Nicholson, who is also chair of the All-Party Parliamentary Group for Business Development in Iraq and the Region and founder and chairman of the AMAR International Charitable Foundation, agreed, saying ISIS targets the family as a means to bolster control in the region. It is ruthless tactics like these, she said, which, if left unchecked, will ultimately lead to even greater societal disturbances.
“Family is the basic unit of society, therefore the unit of society that [ISIS attacks],” Nicholson said. “If [ISIS] continues, which I fear it will, … I believe hundreds of thousands of people will flee, probably millions.”
Such a situation would exacerbate the already significant refugee problem in countries like Lebanon, Jordan and Turkey.
To prevent such an outcome, there will need to be greater direct intervention by the West, Nicholson said. There also need to be greater efforts to “protect and develop” the foundations of democracy and the principles of private ownership and property.
This is not what is happening, however — in part due to a lack of public recognition of how severe things are in the region. Governments will only support greater involvement amid greater societal anger and horror at ISIS’ actions, Nicholson said. This, she said, is what she hoped the panel would foster.
“To make [governments] respond, people have to want this to happen,” she said. “If people can’t get the story, they don’t know what’s happening. So today’s part of getting what’s happening known. Because of the lack of foreign correspondence … the story is falling off.”
Law Prof. Deena Hurwitz said the panel was successful in raising awareness and encouraging advocacy against ISIS’s pattern of gender-based violence.
“The fact that they have this focus on responses and thinking about advocacy and action, it’s a really great way to do a conference — especially at a university where there’s so much discussion and there’s so much practice,” Hurwitz said.
Gamage said the student contributions were integral to the conference’s success. Nicholson said she plans to present some of the ideas developed at the panel when she addresses Parliament next week.
“I think the issues and the suggestions were really concrete and very specific, and some were actually new,” Gamage said.
Though many call for immediate foreign intervention, Sharon Davie, director of the Women’s Center, said the responsibility also falls on the shoulders of younger generations.
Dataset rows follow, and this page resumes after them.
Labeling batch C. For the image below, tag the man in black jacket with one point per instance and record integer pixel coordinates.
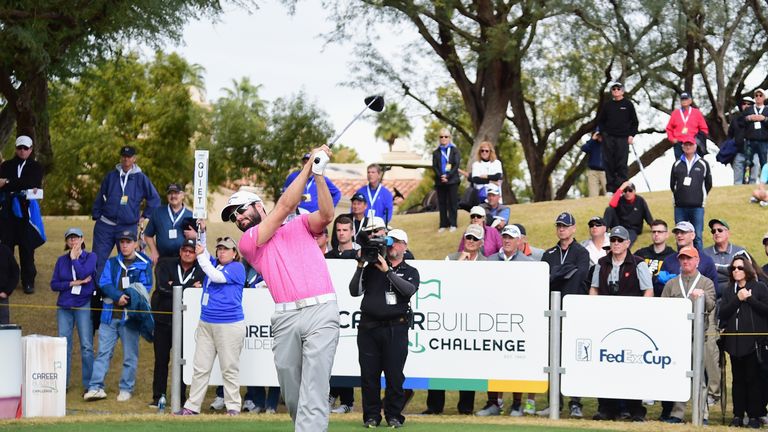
(17, 176)
(445, 163)
(382, 336)
(9, 277)
(691, 181)
(618, 123)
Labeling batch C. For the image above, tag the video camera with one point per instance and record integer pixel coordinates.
(372, 247)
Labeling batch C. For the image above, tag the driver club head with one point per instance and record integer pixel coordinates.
(375, 103)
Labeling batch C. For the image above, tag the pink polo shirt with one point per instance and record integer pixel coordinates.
(290, 262)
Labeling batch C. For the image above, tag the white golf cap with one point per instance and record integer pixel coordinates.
(23, 141)
(236, 200)
(398, 234)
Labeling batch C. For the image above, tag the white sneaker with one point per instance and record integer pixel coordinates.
(95, 394)
(342, 409)
(217, 404)
(251, 407)
(489, 410)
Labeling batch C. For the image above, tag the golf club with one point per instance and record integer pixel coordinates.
(642, 169)
(375, 103)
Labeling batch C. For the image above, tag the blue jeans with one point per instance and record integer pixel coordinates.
(67, 320)
(108, 335)
(694, 215)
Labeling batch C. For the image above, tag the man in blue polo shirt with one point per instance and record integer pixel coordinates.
(309, 197)
(164, 233)
(378, 197)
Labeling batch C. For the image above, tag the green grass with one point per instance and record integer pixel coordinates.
(747, 225)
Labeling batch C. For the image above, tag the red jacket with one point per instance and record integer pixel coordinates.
(694, 124)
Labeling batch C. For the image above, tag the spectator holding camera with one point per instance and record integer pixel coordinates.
(382, 337)
(621, 273)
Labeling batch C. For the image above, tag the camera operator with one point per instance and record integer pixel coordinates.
(624, 274)
(382, 336)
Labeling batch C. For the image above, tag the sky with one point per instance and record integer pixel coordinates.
(286, 54)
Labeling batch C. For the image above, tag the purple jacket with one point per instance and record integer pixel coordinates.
(84, 266)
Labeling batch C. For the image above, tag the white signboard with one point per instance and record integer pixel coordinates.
(200, 185)
(627, 347)
(486, 314)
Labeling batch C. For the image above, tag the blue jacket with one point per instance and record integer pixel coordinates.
(383, 205)
(83, 266)
(138, 272)
(137, 188)
(311, 189)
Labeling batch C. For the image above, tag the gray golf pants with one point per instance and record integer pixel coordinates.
(304, 346)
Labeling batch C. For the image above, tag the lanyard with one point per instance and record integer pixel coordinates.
(183, 280)
(170, 214)
(309, 185)
(124, 180)
(372, 200)
(693, 285)
(20, 168)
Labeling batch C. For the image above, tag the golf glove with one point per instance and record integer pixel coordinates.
(320, 161)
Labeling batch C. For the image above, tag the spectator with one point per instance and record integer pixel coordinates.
(568, 269)
(220, 332)
(164, 233)
(73, 278)
(309, 197)
(358, 216)
(9, 277)
(123, 277)
(473, 237)
(754, 123)
(618, 123)
(486, 170)
(760, 195)
(492, 238)
(621, 273)
(525, 246)
(629, 210)
(597, 240)
(378, 198)
(446, 160)
(691, 181)
(382, 338)
(656, 252)
(496, 215)
(18, 175)
(181, 271)
(736, 132)
(744, 309)
(690, 284)
(685, 124)
(595, 170)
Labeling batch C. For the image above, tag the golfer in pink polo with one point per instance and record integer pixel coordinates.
(306, 320)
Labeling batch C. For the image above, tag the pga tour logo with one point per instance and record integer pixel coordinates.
(625, 345)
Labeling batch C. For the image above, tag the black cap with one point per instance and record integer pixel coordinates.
(189, 243)
(174, 187)
(127, 235)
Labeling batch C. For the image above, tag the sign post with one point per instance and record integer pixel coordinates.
(200, 185)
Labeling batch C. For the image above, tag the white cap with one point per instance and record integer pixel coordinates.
(238, 199)
(24, 141)
(398, 234)
(477, 210)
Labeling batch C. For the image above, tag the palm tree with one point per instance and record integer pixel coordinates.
(392, 124)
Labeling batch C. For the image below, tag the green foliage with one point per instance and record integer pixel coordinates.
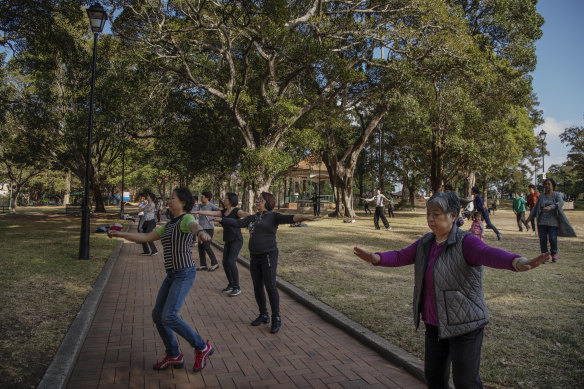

“Another thing with the conference that we were hoping is that the next steps will be taken by students, by younger people,” Davie said. “It was really important to have student be part of this. That was, I think, from the get go really key.”
Meanwhile, Dr. Bayan Kader Rasul, an expert in women’s health, presented a number of long-term goals, including creating centers for Post-Traumatic Stress Disorder treatment, organizing group sessions for traumatized women and providing legal support.
However, Davie said students can help in more immediate ways.
“Having a clothes drive would really help, or helping an NGO like AMAR,” Davie said. “Really, it’s people who are interested being able to use social media to give a version of what is happening there that is quite different from what we’re hearing.”